The government has a much freer hand, actually, in Britain, to do what it wants than it does in the States, especially as the States consist of 50 federated states, which all have different laws about many things anyway. 

I don't think the two countries are very comparable politically. I think they work very differently.

Mounk: I agree with you that there is no Sir Humphrey in the American system. There are, in fact, I believe, about a million federal employees in the United States, many of whom do incredibly valuable and important work. But in part because you didn't make the American version of the Yes Minister, it's very hard for most Americans to imagine what they do. And of course one of the reasons you didn't make the show is that none of them have quite the kind of role and the kind of prestige that Sir Humphrey, the permanent secretary of a big Whitehall department, does in the United Kingdom. If I were to locate one similarity though, it may be in a new set of cultural self-understandings of the contemporary American elite. And I wonder what you make of that argument. 

I don't think that anybody today has the self-perception that Sir Humphrey had in the 1980s, based on self-consciously being the establishment, in being the sound person who stands up for the things that have always been done (because doing anything else would be a kind of betrayal).

Lynn: Well that's right, because Yes Minister changed that.
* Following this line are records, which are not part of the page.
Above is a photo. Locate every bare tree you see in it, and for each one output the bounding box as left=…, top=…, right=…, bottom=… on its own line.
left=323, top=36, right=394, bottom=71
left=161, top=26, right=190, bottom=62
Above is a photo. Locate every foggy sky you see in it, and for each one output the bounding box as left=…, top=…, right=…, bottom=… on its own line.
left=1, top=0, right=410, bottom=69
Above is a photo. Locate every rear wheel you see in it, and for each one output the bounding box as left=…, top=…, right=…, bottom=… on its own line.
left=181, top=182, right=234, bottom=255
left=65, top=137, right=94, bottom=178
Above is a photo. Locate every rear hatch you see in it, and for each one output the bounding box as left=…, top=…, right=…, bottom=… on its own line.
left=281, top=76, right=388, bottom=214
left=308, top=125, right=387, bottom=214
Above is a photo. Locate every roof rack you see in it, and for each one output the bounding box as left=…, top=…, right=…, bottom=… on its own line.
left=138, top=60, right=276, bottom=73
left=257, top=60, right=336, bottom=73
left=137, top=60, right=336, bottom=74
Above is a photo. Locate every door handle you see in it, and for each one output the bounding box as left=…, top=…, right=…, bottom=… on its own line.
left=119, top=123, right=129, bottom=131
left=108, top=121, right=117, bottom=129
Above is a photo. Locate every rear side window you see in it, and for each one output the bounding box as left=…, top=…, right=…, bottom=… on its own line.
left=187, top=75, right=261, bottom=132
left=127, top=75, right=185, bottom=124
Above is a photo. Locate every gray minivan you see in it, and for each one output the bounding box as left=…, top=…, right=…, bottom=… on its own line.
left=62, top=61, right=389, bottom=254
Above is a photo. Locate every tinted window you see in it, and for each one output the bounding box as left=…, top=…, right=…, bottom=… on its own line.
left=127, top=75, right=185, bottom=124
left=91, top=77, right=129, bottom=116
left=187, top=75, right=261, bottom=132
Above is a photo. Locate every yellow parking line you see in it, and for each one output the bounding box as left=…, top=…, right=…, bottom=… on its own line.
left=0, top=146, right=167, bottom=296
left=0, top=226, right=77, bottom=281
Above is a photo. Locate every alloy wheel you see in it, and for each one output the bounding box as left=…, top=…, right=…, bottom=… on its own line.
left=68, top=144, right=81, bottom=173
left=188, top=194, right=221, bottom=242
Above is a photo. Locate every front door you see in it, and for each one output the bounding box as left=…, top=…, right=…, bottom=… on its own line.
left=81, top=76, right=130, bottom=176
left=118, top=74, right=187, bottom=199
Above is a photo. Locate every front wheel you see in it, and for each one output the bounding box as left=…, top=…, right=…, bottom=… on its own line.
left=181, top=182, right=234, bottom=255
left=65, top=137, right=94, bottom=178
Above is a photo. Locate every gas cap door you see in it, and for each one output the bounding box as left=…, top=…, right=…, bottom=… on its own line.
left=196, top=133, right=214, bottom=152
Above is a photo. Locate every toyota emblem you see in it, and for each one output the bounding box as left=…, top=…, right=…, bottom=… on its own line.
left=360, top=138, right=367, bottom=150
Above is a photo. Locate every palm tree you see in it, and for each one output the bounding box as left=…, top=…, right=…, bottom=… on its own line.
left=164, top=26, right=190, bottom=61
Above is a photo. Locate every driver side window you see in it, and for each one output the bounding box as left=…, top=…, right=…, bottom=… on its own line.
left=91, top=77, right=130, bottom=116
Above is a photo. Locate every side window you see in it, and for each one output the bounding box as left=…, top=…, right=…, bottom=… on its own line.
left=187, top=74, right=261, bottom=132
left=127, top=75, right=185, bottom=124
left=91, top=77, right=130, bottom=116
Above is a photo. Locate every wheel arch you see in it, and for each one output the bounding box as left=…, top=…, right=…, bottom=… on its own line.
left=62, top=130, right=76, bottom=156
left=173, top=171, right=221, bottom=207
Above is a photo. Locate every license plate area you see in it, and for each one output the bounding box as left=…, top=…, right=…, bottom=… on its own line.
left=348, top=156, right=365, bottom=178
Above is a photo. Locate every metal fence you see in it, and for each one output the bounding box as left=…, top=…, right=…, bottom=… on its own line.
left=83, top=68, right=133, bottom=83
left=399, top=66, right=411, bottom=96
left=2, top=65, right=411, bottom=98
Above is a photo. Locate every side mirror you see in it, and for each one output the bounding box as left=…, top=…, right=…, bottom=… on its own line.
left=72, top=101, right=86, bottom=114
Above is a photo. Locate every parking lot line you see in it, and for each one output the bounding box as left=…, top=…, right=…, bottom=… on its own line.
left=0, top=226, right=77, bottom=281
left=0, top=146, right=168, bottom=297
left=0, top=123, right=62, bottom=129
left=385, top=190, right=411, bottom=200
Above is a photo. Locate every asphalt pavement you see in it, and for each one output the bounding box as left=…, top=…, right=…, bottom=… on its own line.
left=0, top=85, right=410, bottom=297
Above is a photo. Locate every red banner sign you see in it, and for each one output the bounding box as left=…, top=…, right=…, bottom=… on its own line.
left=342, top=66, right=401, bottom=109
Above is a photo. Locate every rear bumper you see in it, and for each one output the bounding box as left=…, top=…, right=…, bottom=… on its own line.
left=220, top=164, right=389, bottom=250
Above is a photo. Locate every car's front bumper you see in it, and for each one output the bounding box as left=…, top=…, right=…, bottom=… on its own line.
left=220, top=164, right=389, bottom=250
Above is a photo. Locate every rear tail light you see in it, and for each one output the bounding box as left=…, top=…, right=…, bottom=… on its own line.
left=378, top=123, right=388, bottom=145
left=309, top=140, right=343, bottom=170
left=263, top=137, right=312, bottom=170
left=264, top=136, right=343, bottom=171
Politicians decided they really didn't want that. They hadn't quite grasped it themselves and they decided they wanted it to be different.

Mounk: How would you go about making a political comedy about the United States in 2024? Or do you think that sort of the anger in the system is too intense and the stakes are too high to effectively make a political comedy at this juncture? What advice would you give to a 30 year-old who wants to do that today?

Lynn: I would say it's really high-risk. The comedy about Donald Trump is also so obvious.

I think Veep did the best job that was possible in terms of a comedy show about American politics or American government. I don't think there's much more to be said. I think the people who would appreciate the show already know everything there is to know about it. And the people who wouldn't appreciate the show would just be full of hatred. 

There are people like Liz Cheney and Mitt Romney and The Lincoln Project who actually have an understanding of what Trump wants to do to democracy. But they're now a very tiny proportion of the Republican Party. It's only a very broad brush satire that you would use, and that people do, about Donald Trump. You could write something subtler about the Democratic politicians. But I didn't write about politics. That's what I keep saying. I wrote about government. And although politics is a part of government, what Tony [Jay] and I were interested in was how the system worked or didn't work. And the system has essentially broken down here in America. There's now a huge division. There's no common agreement about norms, rules, how to behave, how not to behave, how you should do things, how you shouldn't do things. That's gone for the moment. It may come back. I hope it does. But it's gone.